GABIN - STORIA DISCOGRAFICA I primi due album dei Gabin, Gabin e Mr.Freedoml sono stati pubblicati in oltre 30 paesi, tra cui USA, Francia, Australia, Russia, dove il fenomeno assume proporzioni davvero rilevanti. La musica dei Gabin attraversa i confini nazionali e si impone all'attenzione di un pubblico alla ricerca di suoni raffinati e atmosfere accattivanti.
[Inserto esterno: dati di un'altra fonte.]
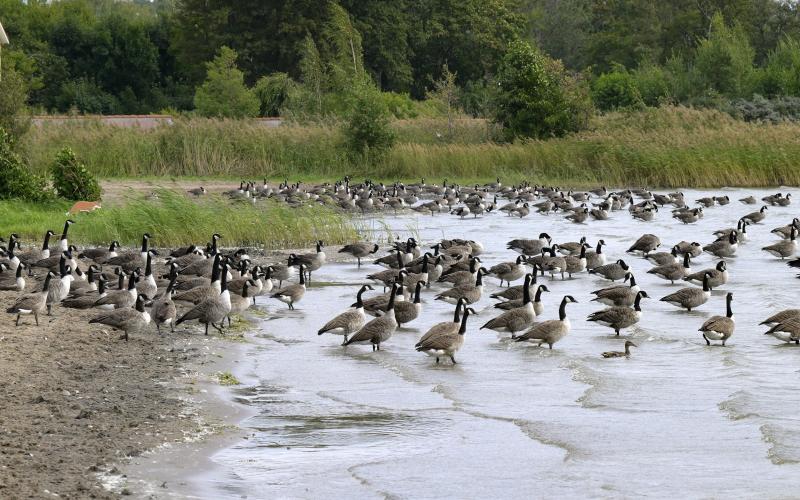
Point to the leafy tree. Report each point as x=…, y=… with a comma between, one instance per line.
x=616, y=90
x=273, y=91
x=13, y=109
x=367, y=132
x=536, y=97
x=224, y=94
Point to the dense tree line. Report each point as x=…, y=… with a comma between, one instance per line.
x=296, y=56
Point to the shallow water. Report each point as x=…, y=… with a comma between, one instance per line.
x=676, y=419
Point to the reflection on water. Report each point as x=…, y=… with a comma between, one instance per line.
x=676, y=419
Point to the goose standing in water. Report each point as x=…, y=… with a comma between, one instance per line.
x=518, y=319
x=620, y=318
x=378, y=330
x=349, y=321
x=619, y=354
x=690, y=298
x=719, y=327
x=445, y=342
x=32, y=303
x=550, y=332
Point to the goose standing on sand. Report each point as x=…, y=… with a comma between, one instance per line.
x=673, y=272
x=349, y=321
x=360, y=250
x=292, y=293
x=32, y=303
x=213, y=310
x=515, y=320
x=784, y=248
x=619, y=318
x=445, y=342
x=619, y=354
x=550, y=332
x=719, y=327
x=128, y=320
x=690, y=298
x=378, y=330
x=614, y=271
x=717, y=276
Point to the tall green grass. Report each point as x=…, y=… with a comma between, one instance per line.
x=664, y=147
x=175, y=220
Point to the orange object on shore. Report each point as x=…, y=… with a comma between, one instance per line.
x=83, y=206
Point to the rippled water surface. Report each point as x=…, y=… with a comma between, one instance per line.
x=676, y=419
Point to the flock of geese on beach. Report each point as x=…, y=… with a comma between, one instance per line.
x=205, y=283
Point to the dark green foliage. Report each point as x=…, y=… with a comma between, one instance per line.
x=16, y=179
x=72, y=180
x=615, y=90
x=367, y=132
x=536, y=97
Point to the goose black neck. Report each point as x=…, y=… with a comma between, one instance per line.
x=463, y=328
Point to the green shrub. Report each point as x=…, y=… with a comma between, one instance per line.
x=536, y=97
x=16, y=179
x=615, y=90
x=71, y=180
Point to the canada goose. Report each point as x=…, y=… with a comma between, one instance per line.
x=100, y=255
x=645, y=244
x=470, y=293
x=719, y=327
x=360, y=250
x=59, y=288
x=147, y=285
x=445, y=341
x=312, y=261
x=14, y=281
x=614, y=271
x=87, y=300
x=36, y=254
x=378, y=330
x=530, y=247
x=577, y=264
x=349, y=321
x=619, y=318
x=724, y=248
x=509, y=271
x=780, y=317
x=787, y=331
x=32, y=303
x=717, y=276
x=619, y=354
x=292, y=293
x=213, y=310
x=756, y=217
x=123, y=298
x=674, y=271
x=596, y=258
x=127, y=320
x=550, y=332
x=690, y=298
x=63, y=244
x=515, y=320
x=164, y=311
x=618, y=295
x=240, y=303
x=406, y=312
x=784, y=248
x=130, y=258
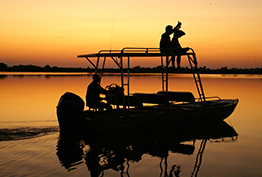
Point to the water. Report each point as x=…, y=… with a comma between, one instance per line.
x=28, y=121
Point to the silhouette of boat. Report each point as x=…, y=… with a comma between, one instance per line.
x=101, y=153
x=141, y=110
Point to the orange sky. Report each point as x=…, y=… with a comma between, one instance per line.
x=54, y=32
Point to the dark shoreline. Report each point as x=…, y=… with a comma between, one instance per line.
x=137, y=69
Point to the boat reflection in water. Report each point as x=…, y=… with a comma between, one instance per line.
x=116, y=151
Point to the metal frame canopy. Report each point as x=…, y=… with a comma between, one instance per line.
x=121, y=57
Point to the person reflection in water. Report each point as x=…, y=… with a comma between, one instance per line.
x=176, y=47
x=165, y=43
x=93, y=92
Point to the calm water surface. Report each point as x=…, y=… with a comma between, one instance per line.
x=28, y=102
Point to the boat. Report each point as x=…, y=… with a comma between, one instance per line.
x=141, y=110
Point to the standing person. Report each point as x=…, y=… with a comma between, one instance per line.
x=176, y=47
x=165, y=44
x=93, y=92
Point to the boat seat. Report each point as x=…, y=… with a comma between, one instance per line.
x=152, y=98
x=133, y=101
x=178, y=96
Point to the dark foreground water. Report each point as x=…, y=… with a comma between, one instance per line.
x=30, y=146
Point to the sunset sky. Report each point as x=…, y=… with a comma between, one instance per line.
x=53, y=32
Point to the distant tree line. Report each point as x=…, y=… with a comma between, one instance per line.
x=137, y=69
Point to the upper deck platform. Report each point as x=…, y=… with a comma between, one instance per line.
x=138, y=52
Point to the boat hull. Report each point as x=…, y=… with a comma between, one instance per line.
x=181, y=116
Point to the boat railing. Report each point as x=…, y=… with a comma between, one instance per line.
x=122, y=60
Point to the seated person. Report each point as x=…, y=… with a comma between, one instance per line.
x=93, y=92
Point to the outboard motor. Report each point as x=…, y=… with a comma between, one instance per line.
x=69, y=109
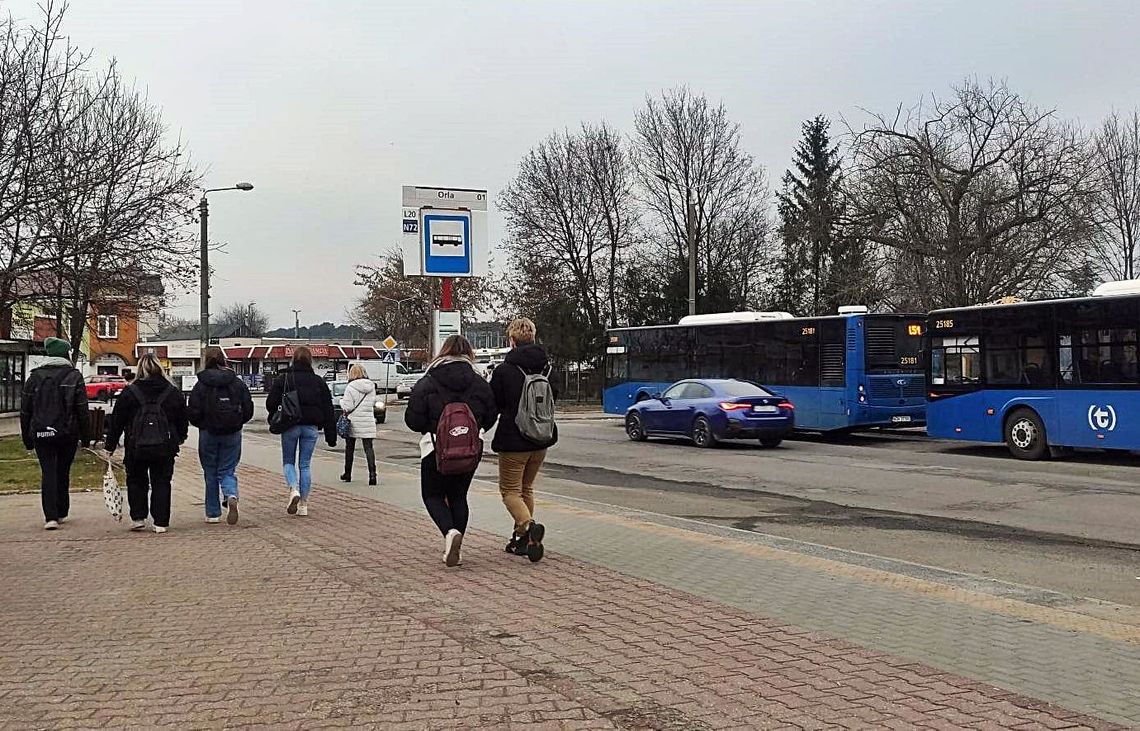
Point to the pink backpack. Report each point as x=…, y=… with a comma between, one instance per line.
x=458, y=446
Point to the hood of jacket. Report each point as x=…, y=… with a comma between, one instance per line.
x=363, y=386
x=153, y=386
x=217, y=378
x=530, y=358
x=454, y=374
x=54, y=362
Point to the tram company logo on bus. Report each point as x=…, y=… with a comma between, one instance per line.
x=1101, y=417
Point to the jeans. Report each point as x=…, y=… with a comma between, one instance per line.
x=368, y=453
x=149, y=476
x=219, y=455
x=298, y=445
x=56, y=457
x=518, y=471
x=445, y=496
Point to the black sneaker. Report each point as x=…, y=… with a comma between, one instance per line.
x=535, y=535
x=516, y=545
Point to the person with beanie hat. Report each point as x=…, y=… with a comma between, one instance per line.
x=54, y=421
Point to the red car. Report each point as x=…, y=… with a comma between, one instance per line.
x=104, y=387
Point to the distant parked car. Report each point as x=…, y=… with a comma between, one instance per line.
x=104, y=388
x=710, y=409
x=406, y=383
x=338, y=388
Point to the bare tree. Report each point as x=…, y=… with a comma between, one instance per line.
x=988, y=192
x=570, y=218
x=685, y=149
x=249, y=317
x=1116, y=160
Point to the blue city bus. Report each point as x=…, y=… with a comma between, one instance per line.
x=1039, y=376
x=841, y=372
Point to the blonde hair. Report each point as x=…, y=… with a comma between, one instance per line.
x=149, y=367
x=522, y=331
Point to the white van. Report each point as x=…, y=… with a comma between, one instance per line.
x=384, y=375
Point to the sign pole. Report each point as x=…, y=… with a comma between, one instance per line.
x=446, y=299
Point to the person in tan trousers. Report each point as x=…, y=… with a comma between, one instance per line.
x=519, y=457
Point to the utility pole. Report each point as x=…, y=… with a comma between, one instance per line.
x=204, y=282
x=691, y=240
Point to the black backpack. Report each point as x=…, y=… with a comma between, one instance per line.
x=224, y=411
x=152, y=435
x=54, y=405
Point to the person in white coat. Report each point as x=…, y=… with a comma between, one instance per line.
x=359, y=404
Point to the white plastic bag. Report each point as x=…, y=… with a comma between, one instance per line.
x=111, y=493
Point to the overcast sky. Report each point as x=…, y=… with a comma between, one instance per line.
x=330, y=106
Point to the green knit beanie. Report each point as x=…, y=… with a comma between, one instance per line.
x=57, y=347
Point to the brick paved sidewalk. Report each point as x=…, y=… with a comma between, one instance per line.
x=349, y=618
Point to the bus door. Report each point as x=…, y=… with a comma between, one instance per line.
x=833, y=356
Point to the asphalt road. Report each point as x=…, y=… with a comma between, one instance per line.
x=1071, y=526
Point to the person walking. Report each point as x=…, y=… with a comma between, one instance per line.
x=359, y=405
x=299, y=440
x=450, y=381
x=219, y=406
x=152, y=416
x=54, y=422
x=526, y=403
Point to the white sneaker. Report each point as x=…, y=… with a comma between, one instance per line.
x=453, y=542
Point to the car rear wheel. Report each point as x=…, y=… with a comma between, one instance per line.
x=1025, y=435
x=634, y=428
x=702, y=433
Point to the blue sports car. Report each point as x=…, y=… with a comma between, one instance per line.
x=710, y=409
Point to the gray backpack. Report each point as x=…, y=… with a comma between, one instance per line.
x=536, y=408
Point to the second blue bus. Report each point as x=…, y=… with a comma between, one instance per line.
x=843, y=373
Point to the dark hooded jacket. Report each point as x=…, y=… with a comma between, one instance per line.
x=506, y=383
x=129, y=403
x=226, y=380
x=316, y=399
x=444, y=383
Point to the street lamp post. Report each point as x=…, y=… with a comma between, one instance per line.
x=204, y=283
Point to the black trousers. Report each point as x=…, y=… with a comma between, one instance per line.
x=149, y=476
x=445, y=496
x=350, y=452
x=56, y=457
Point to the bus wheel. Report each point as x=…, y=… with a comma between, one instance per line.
x=1025, y=435
x=702, y=433
x=634, y=428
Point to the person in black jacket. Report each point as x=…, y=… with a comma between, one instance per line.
x=300, y=440
x=149, y=468
x=54, y=421
x=450, y=378
x=219, y=406
x=520, y=459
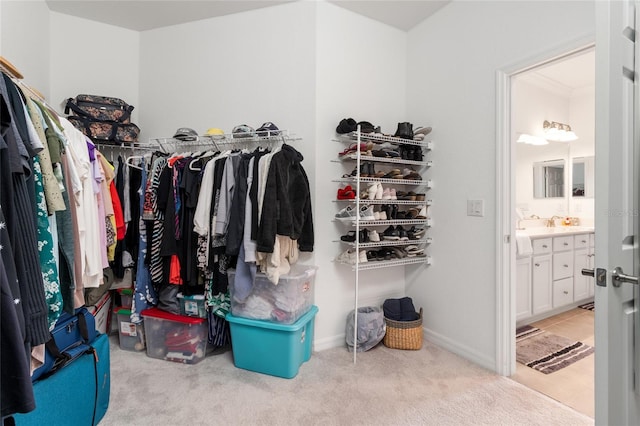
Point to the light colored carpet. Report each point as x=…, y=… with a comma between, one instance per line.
x=386, y=387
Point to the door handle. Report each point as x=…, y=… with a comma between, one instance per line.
x=619, y=277
x=589, y=272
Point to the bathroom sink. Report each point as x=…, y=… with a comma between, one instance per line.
x=549, y=231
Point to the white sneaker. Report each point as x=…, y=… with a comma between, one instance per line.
x=348, y=256
x=379, y=192
x=346, y=214
x=366, y=213
x=373, y=189
x=423, y=213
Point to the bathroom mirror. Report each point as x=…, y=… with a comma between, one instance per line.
x=582, y=180
x=548, y=179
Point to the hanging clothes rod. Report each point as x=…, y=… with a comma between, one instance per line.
x=16, y=76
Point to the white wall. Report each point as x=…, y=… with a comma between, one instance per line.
x=24, y=31
x=360, y=73
x=531, y=105
x=582, y=116
x=453, y=59
x=92, y=58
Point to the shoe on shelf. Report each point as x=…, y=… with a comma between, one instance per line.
x=402, y=233
x=346, y=214
x=346, y=193
x=349, y=237
x=422, y=130
x=386, y=194
x=423, y=213
x=372, y=191
x=416, y=233
x=391, y=234
x=366, y=213
x=379, y=192
x=348, y=256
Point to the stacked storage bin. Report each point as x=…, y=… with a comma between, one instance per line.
x=275, y=339
x=131, y=335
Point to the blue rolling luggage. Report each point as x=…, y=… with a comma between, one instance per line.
x=68, y=341
x=77, y=394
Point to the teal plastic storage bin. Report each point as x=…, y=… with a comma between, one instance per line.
x=272, y=348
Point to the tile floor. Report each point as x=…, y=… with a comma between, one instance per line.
x=573, y=385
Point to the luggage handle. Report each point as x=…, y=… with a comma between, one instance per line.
x=75, y=108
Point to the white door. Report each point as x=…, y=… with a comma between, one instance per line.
x=617, y=400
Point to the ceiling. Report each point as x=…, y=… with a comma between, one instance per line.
x=142, y=15
x=567, y=74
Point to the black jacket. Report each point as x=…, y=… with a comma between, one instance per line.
x=286, y=209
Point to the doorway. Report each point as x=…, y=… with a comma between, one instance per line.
x=549, y=180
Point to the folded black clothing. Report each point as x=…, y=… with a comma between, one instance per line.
x=400, y=309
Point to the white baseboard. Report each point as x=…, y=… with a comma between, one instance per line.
x=459, y=349
x=329, y=343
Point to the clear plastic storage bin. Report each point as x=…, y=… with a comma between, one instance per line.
x=175, y=338
x=131, y=335
x=283, y=303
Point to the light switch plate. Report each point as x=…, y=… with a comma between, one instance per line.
x=475, y=208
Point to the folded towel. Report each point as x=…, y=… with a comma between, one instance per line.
x=523, y=244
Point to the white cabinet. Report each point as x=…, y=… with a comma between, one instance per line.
x=523, y=288
x=555, y=278
x=562, y=292
x=541, y=284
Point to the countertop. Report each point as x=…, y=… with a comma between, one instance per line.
x=555, y=231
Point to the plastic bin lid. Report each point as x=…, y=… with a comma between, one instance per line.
x=192, y=297
x=160, y=314
x=303, y=320
x=297, y=271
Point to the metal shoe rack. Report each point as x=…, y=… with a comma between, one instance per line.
x=360, y=184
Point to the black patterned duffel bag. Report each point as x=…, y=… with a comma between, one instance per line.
x=101, y=108
x=106, y=131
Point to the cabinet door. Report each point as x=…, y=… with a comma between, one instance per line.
x=582, y=259
x=541, y=283
x=562, y=292
x=523, y=288
x=562, y=265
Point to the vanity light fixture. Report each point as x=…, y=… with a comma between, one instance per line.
x=558, y=132
x=532, y=140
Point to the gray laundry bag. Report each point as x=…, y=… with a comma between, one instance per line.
x=371, y=328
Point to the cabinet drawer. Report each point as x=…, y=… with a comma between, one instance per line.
x=541, y=246
x=562, y=265
x=580, y=241
x=562, y=292
x=563, y=243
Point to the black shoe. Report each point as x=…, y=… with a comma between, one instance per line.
x=405, y=131
x=346, y=125
x=402, y=233
x=349, y=237
x=391, y=234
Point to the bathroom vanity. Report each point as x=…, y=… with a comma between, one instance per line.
x=549, y=280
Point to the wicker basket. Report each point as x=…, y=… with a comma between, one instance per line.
x=403, y=334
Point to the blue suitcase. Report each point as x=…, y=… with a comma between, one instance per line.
x=67, y=339
x=77, y=394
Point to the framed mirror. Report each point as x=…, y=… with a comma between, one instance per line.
x=582, y=177
x=548, y=179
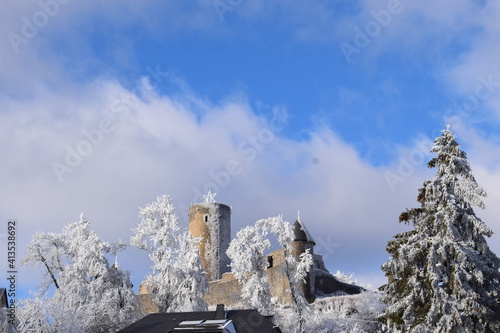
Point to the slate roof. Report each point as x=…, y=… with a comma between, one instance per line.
x=247, y=321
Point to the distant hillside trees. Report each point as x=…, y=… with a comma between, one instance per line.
x=445, y=278
x=177, y=282
x=90, y=294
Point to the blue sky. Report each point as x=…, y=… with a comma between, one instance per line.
x=175, y=91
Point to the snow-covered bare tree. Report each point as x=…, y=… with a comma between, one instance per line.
x=177, y=281
x=247, y=253
x=444, y=276
x=90, y=294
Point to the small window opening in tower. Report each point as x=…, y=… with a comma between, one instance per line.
x=269, y=261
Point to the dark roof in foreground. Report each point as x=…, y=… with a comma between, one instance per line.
x=246, y=321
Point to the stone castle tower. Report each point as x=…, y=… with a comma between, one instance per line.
x=301, y=243
x=211, y=221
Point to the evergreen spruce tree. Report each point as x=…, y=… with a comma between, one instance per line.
x=444, y=276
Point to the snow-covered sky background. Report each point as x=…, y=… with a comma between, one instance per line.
x=322, y=107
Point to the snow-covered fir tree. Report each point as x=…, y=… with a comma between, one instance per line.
x=90, y=294
x=444, y=276
x=177, y=282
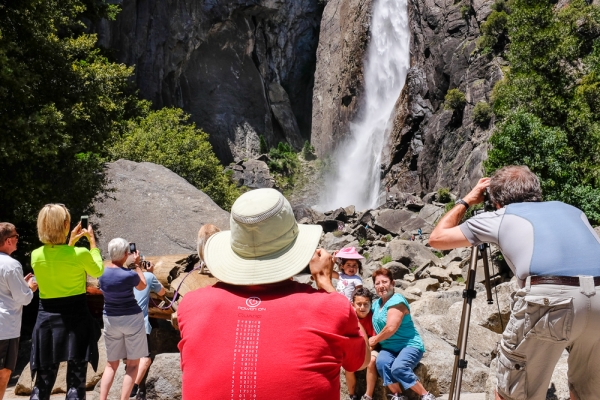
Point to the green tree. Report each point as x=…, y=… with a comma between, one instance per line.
x=548, y=102
x=455, y=100
x=482, y=113
x=165, y=137
x=61, y=102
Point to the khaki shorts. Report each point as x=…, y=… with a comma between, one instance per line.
x=125, y=337
x=545, y=320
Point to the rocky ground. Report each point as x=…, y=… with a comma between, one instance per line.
x=432, y=282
Molti dei brani sono stati richiesti per l'utilizzo in campagne di advertising da parte di importanti brand internazionali, tra cui vale la pena di menzionare: Polaroid (USA e Canada) –"Doo Uap" HBO (USA) – "Doo Uap" Pantene (USA/SUD AFRICA) – "Doo Uap" Renault-Samsung (Corea) – "Sweet Sadness"Impossibile elencare l'infinità di compilations di tutto il mondo che richiedono e pubblicano brani dei Gabin (Hotel Costes/Milano Fashion/Rifili/Montecarlo Nights ) tra le tante.I Gabin vengono quindi catapultati nel panorama internazionale e Mr. Freedom vede la partecipazione straordinaria di una delle voci più importanti del jazz mondiale, quella della già pluri-premiata con Grammy e Tony Awards Dee Dee Bridgewater protagonista dell'hit single Into my soul.Il coronamento di questo successo arriva con l'inserimento di Into my soul nella colonna sonora del blockbuster hollywodiano Monster in law con Jennifer Lopez e Jane Fonda. Ma questo non sarà l'unico brano estratto da Mr. Freedom ad essere richiesto dal silver screen perché anche un secondo estratto Bang bang to the rock 'n' roll viene richiesto e inserito nel film I fantastici 4 consacrando la statura internazionale della band.Non a caso cominciano ad arrivare richieste per l'utilizzo di brani per alcune delle serie più importanti di fiction americane: Six feet under, Sex in the city, Grey's Anathomy, Six Degrees e Ugly Betty della ABC TV.Dal punto di vista della produzione musicale i Gabin prendono parte al doppio album di tributo che la Capitol USA dedica a Peggy Lee come unici ospiti a cui viene concesso il privilegio di remissare la storica Fever utilizzando per la prima volta nella storia dei master Capitol le tracce originali dell'intramontabile successo. Questo remix sarà poi ulteriormente inserito nella compilation di tributo a Henri Mancini e alla sua colonna sonora della Pantera Rosa.Inoltre lavorano al remix dell'artista Blue Note, Marc Moulin, per il quale rivisitano la sua hit Into the dark pubblicata con un'edizione speciale dalla prestigiosa etichetta jazz.